И лишь когда дурман постоянного напряжения становился непереносимым и грудь уже начинало наполнять тягостное удушье тоски, Саша шел к Липецкому или прямо на вокзал и ехал в Лидино. За то недолгое время, пока он добирался до дачи Липецких, весь мир перекрашивался в глазах Саши, душевный гнет рассеивался и волшебным казался и отдавался в самом сердце волнующий рокот колес.

На дачу Саша приходил всегда возбужденным, много говорил, смеялся — само дыхание его было полно смехом — и готов был целыми ночами не спать, бродить по бору, по темным лесным дорогам. И в этих часах, которые Саша проводил в Лидине, были такие, каких до того Саша и не знал и не думал, что они могут быть, — в эти часы он ходил с безоблачной и как будто все прозревающей головой, и ночью это было или днем, но все блестело тогда в глазах Саши — и воздух, и зелень, и предметы, и ослепленный, пронизанный этим блеском, Саша жил каждой порой наслаждающегося жаркого тела.

Но в конце июля — в это время перепадали дожди, дачные места потускнели, замерли — Саша вдруг из Лидина пропал и не показывался там недели полторы.

И явился он потом туда не в обычном состоянии. От него повеяло каким-то холодком в котором сквозило и смущение и непонятная враждебность. «Что с ним такое?» — подумала Анна Сергеевна, когда Саша равнодушно заметил ей, как она выглядит и даже не остановился на ней сколько-нибудь внимательным взглядом. И потом Анна Сергеевна видела, что Саша оживленно разговаривал с Липецким, на ее же обращения отзывался коротко и шутил с ней как будто даже с каким-то скрытым нехорошим чувством.

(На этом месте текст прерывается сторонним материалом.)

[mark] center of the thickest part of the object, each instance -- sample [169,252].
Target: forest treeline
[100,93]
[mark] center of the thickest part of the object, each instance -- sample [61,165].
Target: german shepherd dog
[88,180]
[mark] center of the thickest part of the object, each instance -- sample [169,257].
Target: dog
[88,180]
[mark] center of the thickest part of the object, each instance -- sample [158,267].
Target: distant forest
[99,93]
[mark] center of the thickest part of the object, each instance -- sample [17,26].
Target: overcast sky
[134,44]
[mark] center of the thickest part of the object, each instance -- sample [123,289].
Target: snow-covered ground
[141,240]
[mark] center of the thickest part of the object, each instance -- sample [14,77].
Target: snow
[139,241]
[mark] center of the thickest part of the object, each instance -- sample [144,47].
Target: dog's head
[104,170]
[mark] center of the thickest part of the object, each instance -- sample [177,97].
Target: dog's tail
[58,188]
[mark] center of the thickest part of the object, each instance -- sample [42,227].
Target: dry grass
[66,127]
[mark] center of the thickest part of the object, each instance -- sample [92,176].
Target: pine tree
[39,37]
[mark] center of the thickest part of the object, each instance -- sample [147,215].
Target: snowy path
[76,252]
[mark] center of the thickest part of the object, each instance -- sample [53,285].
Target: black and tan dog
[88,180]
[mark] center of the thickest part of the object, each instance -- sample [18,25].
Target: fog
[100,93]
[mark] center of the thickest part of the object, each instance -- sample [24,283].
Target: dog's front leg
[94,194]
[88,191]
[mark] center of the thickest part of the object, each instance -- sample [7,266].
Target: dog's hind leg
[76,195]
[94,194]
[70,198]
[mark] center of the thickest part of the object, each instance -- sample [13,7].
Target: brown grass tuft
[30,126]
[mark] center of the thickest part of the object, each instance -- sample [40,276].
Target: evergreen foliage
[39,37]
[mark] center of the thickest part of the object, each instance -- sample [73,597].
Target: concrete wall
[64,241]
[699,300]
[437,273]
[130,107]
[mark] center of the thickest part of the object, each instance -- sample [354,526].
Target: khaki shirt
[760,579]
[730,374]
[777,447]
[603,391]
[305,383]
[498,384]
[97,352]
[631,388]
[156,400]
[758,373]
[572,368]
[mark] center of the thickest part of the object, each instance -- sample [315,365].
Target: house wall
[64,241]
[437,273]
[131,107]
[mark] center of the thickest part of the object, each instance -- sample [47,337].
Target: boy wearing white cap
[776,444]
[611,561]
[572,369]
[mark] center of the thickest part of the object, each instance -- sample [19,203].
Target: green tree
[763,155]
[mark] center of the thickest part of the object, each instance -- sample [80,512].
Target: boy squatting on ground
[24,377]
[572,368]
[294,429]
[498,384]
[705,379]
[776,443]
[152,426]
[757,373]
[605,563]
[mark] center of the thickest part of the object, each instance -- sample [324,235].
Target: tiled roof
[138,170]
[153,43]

Это и поразило и задело Анну Сергеевну, недолго посидев на балконе, она поднялась и с книгой ушла в сад в гамак. И когда Саша позднее подошел к ней и начал что-то говорить, она не смотрела на него и молча раскачивалась в гамаке, откинув руку с заложенной пальцем книгой. Однако безразличие Анны Сергеевны не было искренним, и она снова с болью отнеслась к Саше, когда он в этот день уезжал и когда при прощании на его губах бродила странная, неприятная улыбка.

VII

Саша же, действительно, переживал в эти дни тягостное, недоуменное чувство, подобное тому, которое его охватило как-то раз, когда он возвращался из Лидина, но более тупое, глубокое и гнетущее.